How COVID-19 is affecting the work of local government sustainability officers

Fire truck at the Bonn fire department

Nontsundu Ndonga in uMhlathuze, South Africa, is now requiring all applications to the planning department to be completed online to eliminate the need for in-person consultations.

Chris Castro in Orlando, Florida, USA, has had to postpone all of the city’s in-person Earth Day activities.

Lotte Suveri, in Turku, Finland, has put all their social media campaigns about climate change on hold so that the city’s communications team can focus on answering pressing questions on hygiene and online learning options.

Since the first cases of COVID-19 were reported at the end of 2019, every sector of society around the world has been affected. Sustainability departments are no exception. ICLEI’s global network of local and regional governments committed to sustainability are reporting drastic changes to how they work, what they are working on, and how they foresee their projects moving forward.

When local must go digital

One of the biggest advantages that local governments have in implementing sustainable development is that they are the closest level of government to the people they are serving. But what happens when that closeness must be interrupted for public health concerns?

“We are looking for new options to re-shape our outreach in the SDG-context. The outreach was entirely based on physical events, often addressing a very general public and getting it to where people were. And now [we] have to find ways to reach out to bigger audiences in the digital world,” said Susanne Nolden, who works in the department of International Affairs and Global Sustainability in Bonn, Germany.

“My biggest challenge is of course shifting from face-to-face to digital very abruptly, because I work a lot in conferences, circles, meetings and networks. Most conferences, meetings and workshops have been canceled now and are looking desperately for options to continue the work in another way. How can we still proceed in our agendas, and stay connected with other key players interactively? That is our main question,” said Nolden.

Some of the challenges are quite practical in nature. For Nontsundu Ndonga, Deputy Municipal Manager for City Development and Sustainability in the city of uMhlathuze, South Africa, the real challenge is how to stop contact between residents and city administration.
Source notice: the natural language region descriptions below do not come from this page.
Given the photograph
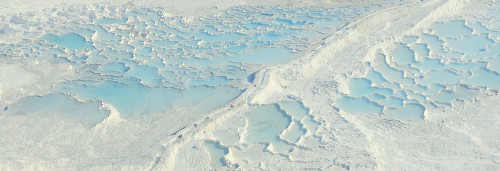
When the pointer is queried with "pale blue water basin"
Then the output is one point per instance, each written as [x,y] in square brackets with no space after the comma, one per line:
[69,40]
[358,105]
[453,29]
[294,132]
[484,78]
[265,124]
[403,55]
[470,44]
[408,112]
[361,87]
[136,100]
[58,106]
[110,20]
[295,109]
[217,153]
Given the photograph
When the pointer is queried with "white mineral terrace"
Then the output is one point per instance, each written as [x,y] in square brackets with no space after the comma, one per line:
[250,85]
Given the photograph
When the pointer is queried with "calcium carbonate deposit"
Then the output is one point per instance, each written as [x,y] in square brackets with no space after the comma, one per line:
[250,85]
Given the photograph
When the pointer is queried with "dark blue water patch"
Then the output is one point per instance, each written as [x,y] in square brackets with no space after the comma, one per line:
[69,40]
[251,77]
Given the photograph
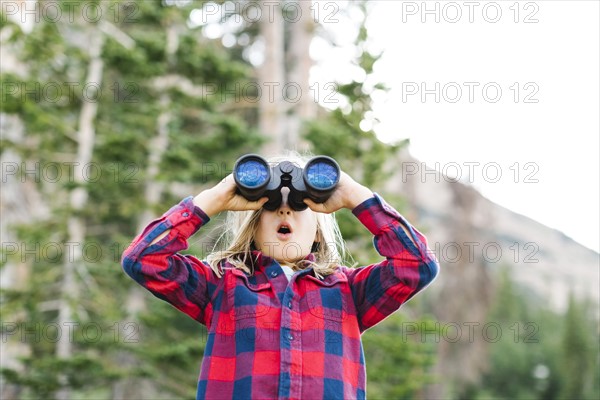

“If there is face-to-face interaction that needs to happen, we will consider case-by-case requirements and can arrange for that. In the property valuation office, which is also part of the department, we have had to place a box at the security desk, where customers can leave their objections” in order to reduce more contact within the department, she said. Since the national 21-day lockdown that was announced by South Africa’s President on March 23, this too will need to change.

Fears around a loss of momentum for sustainability projects

The severity of the global crisis means that sustainability officers are wrestling with the increasingly clear picture that projects they have been working so hard to advance may be delayed, reduced in scope or even canceled completely.

“The biggest challenge we’re facing is maintaining the momentum of our various projects with other partners,” said Chris Castro, Director of Sustainability and Resilience, City of Orlando, FL.

“We have a dozen major policies and programs in development, such as contracts for 100+ electric vehicle charging stations, over 1.5 MW of rooftop solar projects, a new solar co-op, electric vehicle bus deployments, energy efficiency retrofits of public buildings, and more. With all this uncertainty, I worry how much of it will stay on time,” said Castro.

Sustainability directors are seeing city resources being redeployed to address the crisis. In Oberlin, Ohio, in the US, the city administration for the town of 8000 is totally absorbed with the work of responding to the crisis.

Linda Arbogast, Sustainability Coordinator, City of Oberlin, OH, is fully onboard with the emergency response, but also fears for the work that was advancing to address the city’s resilience for the future. “My fire chief was working with me on the adaptation work. He is now consumed with the city’s response to the COVID-19 crisis,” said Arbogast.

And now sustainability officers must anticipate how to slowly and carefully bring the attention back to the urgent environmental crisis at some point. But when?

Risto Veivo, who leads the climate team for the city of Turku, Finland, said, “The city must urgently respond to the epidemic both in terms of prevention of infection and providing care for those impacted. In my personal role and in the work of our Climate Team, the biggest change in daily work has been the dramatic shift of agendas and public attention.”

Tiffany Wise-West, Sustainability and Climate Action Coordinator, for the City of Santa Cruz, California worries about project timelines that have been pushed out and how grant funders will respond to delays.

She said she is taking comfort in the fact that progress on projects that can be done remotely continues, including “project grant proposals and preparing our climate action task force for our upcoming climate and energy action plan process.”

Sebastian Schlecht, who manages Green City Strategy for the city of Essen, Germany, acknowledged that the urgent situation has required a new level of invention and problem solving. “The urgency of the situation forces a creative solution that requires a great deal of effort from employees, while they are already heavily burdened with personal worries and private obligations,” he said.

But their commitment shows what is possible in society. “This is altogether an impressive demonstration of what it means to be a resilient city and a resilient society,” he said.